With their eyes mounted on stalks, the Vsseyan officers were able to look in almost every direction at once. This allowed them to sustain their stately progression down the middle of the street in comparative confidence. Meanwhile, the AAnn went from shop front to alcove, covering one another with long weapons clutched securely in clawed hands. While the Vssey were far from technologically illiterate, it was the AAnn who brought with them the latest in military search-and-discover gear. Among other things, each soldier was equipped with instrumentation
that could detect and identify, at a distance, the great majority of potentially explosive compounds. It would also warn them in advance of the presence in their vicinity of advanced weaponry.

It was a bit of technoverkill, but after Morotuuver, the always suspicious, ever-vigilant AAnn were in no mood to take chances. One bomb, one unpleasant incident, was enough. With the concurrence of the Vsseyan government, the hitherto unsuspected violent opposition to their kindly presence on Jast was to be snuffed out forthwith. The soldiers relaxed only slightly when, after their equipment detected the presence of potentially volatile compounds, they smashed their way into a closed shop with opaqued windows only to find themselves in the midst of a group of startled Vssey who were busily engaged in trying out new combinations of body stain to be used in personal adornment.
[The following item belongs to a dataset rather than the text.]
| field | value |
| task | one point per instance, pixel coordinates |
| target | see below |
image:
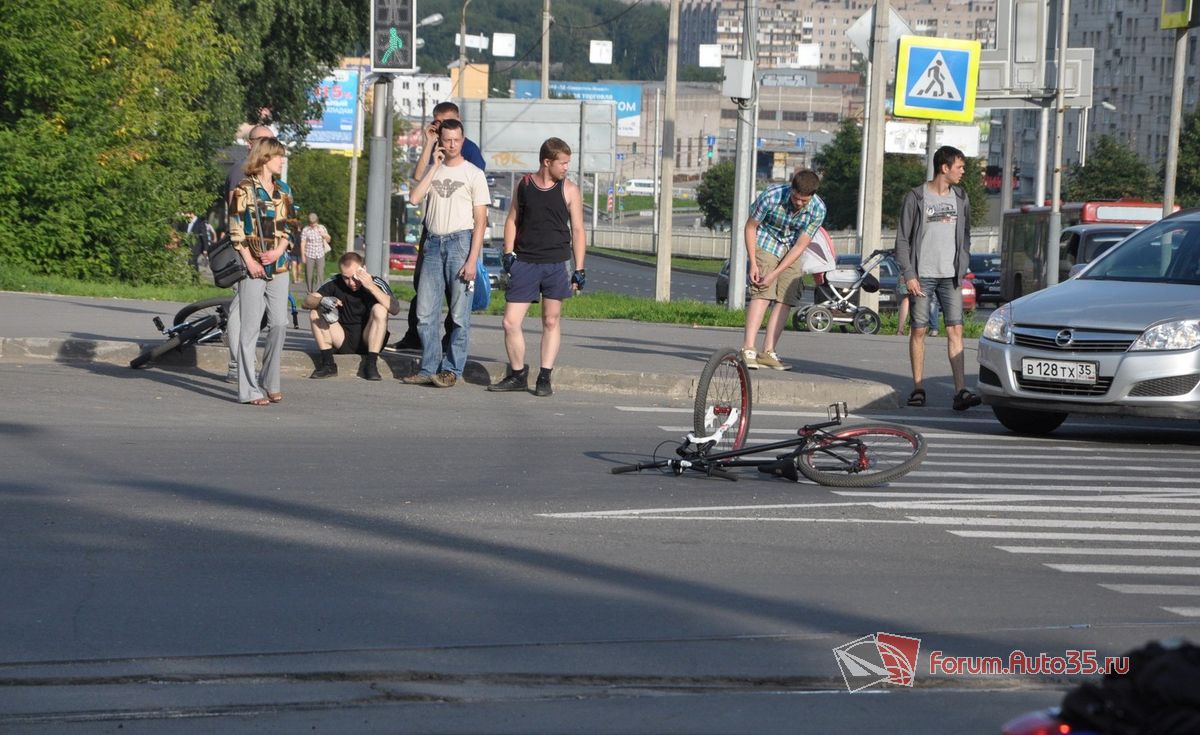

It took the three accompanying Vsseyan police a good part of the morning to calm the consequent panic.

Miffed, the patrolling officers and soldiers resumed their rounds only slightly chastened. Better, the subofficer in charge of the three AAnn felt, to inconvenience a thousand of the miserable lumpish locals than for one more innocent AAnn to suffer so much as a broken tail-tip at the hands (or rather, tentacles) of the as-yet-unidentified dissenting faction. Peering over the ridge of his neuronic rifle, he longed for one of the nameless ones to make itself known so that he could personally put a charge into its trunk-like body and watch while it slowly asphyxiated, its neural system paralyzed, its organs fibrillating uncontrollably.

Even with the Vsseyan police making use of their silent individual transports, the patrol was progressing at a speed that for an AAnn bordered on the terminal. Time and again the subofficer had to hiss a loud command to
one of his two subordinates to slow down, back off, and wait for the others. Sympathizing with their impatience to get on with it, he did not admonish them. He felt exactly the same.

Gurra, who was striding point, abruptly paused and beckoned for his companions to hurry and join him. The subofficer gratefully lengthened his stride while the trio of Vssey used tentacle tips to nudge the accelerators of their transports. Ever wary, the other members of the patrol coalesced around the trooper.